Natural numbers with a 1 in the kth digit of their base-phi expansion are given by generalized Beatty sequences.

A machine-rendered reading of the paper's core claim, the machinery that carries it, and where it could break.

This paper gives exact descriptions of the natural numbers that have a 1 in any specified digit position within their base-phi representation. The representation writes every natural number uniquely as a sum of powers of the golden mean using only the digits 0 and 1, with the rule that no two 1s are adjacent. The descriptions take the form of generalized Beatty sequences and settle two earlier conjectures for the zeroth and first positions. A reader would see a concrete bridge between digit problems in a non-integer base and the classical construction of Beatty sequences.

Core claim

In the base phi representation any natural number is written uniquely as a sum of powers of the golden mean with digits 0 and 1, where the product of two consecutive digits is always 0. The sets of natural numbers for which the kth digit is 1 are generalized Beatty sequences, and the paper supplies precise expressions for these sets that prove two conjectures for k=0 and k=1.

What carries the argument

Generalized Beatty sequences that locate the natural numbers having a 1 in the kth position of their unique base-phi digit string.

If this is right

  • For every fixed k the numbers carrying a 1 at position k form a generalized Beatty sequence.
  • Closed-form expressions exist for these numbers in terms of the sequences.
  • The explicit formulas for k=0 and k=1 confirm the two stated conjectures.
  • The same sequence description applies uniformly to the golden-mean beta-expansion.
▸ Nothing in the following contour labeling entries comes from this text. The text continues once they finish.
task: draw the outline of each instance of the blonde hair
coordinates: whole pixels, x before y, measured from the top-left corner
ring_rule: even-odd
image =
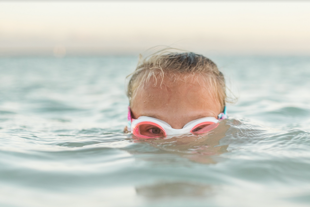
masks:
[[[198,76],[195,75],[197,74]],[[221,104],[223,110],[227,101],[226,86],[223,74],[216,65],[209,58],[193,52],[175,52],[166,49],[157,52],[145,58],[140,55],[138,65],[128,83],[127,95],[130,104],[138,90],[153,78],[154,86],[159,82],[160,85],[164,77],[168,77],[170,82],[174,83],[181,79],[187,82],[193,78],[202,77],[209,84],[207,88]],[[199,82],[199,81],[198,81]]]

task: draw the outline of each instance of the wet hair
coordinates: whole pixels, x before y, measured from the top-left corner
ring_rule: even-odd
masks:
[[[199,82],[199,77],[202,77],[205,81],[202,86],[206,87],[210,94],[218,100],[222,110],[227,102],[223,74],[214,62],[201,55],[190,52],[172,52],[166,50],[145,58],[140,55],[135,70],[127,77],[131,76],[127,92],[130,104],[137,92],[145,84],[152,84],[155,87],[160,84],[161,86],[164,77],[168,79],[168,82],[172,83],[180,79],[193,82],[195,81],[193,79]],[[199,84],[202,85],[201,83]]]

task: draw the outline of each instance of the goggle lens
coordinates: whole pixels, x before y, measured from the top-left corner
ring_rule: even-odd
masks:
[[[150,124],[141,124],[137,126],[133,133],[136,137],[146,138],[166,136],[163,130],[159,126]]]
[[[213,122],[203,122],[197,125],[194,127],[191,132],[195,134],[200,134],[207,132],[215,129],[219,125],[218,123]]]

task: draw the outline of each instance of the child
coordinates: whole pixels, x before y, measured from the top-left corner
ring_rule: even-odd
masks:
[[[139,137],[199,134],[227,118],[224,76],[201,55],[164,50],[141,60],[127,90],[124,132]]]

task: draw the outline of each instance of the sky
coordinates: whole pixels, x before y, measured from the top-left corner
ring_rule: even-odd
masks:
[[[0,1],[0,56],[310,55],[306,1]]]

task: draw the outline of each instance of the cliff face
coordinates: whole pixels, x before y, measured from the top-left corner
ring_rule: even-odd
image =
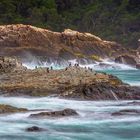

Where Pith is reading between the lines

These are editorial extensions of the paper, not claims the author makes directly.

  • The Beatty-sequence description may allow direct computation of sums or averages over digits without enumerating expansions.
  • Similar position formulas could be sought for beta-expansions of other quadratic irrationals that admit a 0-1 digit set with a forbidden block.
  • The link suggests that certain Beatty sequences admit a direct combinatorial reading as digit-support sets in a fixed base.

Load-bearing premise

Every natural number possesses a unique base-phi representation that uses only digits 0 and 1 and never places two 1s next to each other.

What would settle it

A single natural number whose kth base-phi digit is 1 but which fails to belong to the generalized Beatty sequence claimed for that k.

read the original abstract

In the base phi representation any natural number is written uniquely as a sum powers of the golden mean with digits 0 and 1, where one requires that the product of two consecutive digits is always 0. In this paper we give precise expressions for the those natural numbers for which the $k$th digit is 1, proving two conjectures for $k=0,1$. The expressions are all in terms of generalized Beatty sequences.

Editorial analysis

A structured set of objections, weighed in public.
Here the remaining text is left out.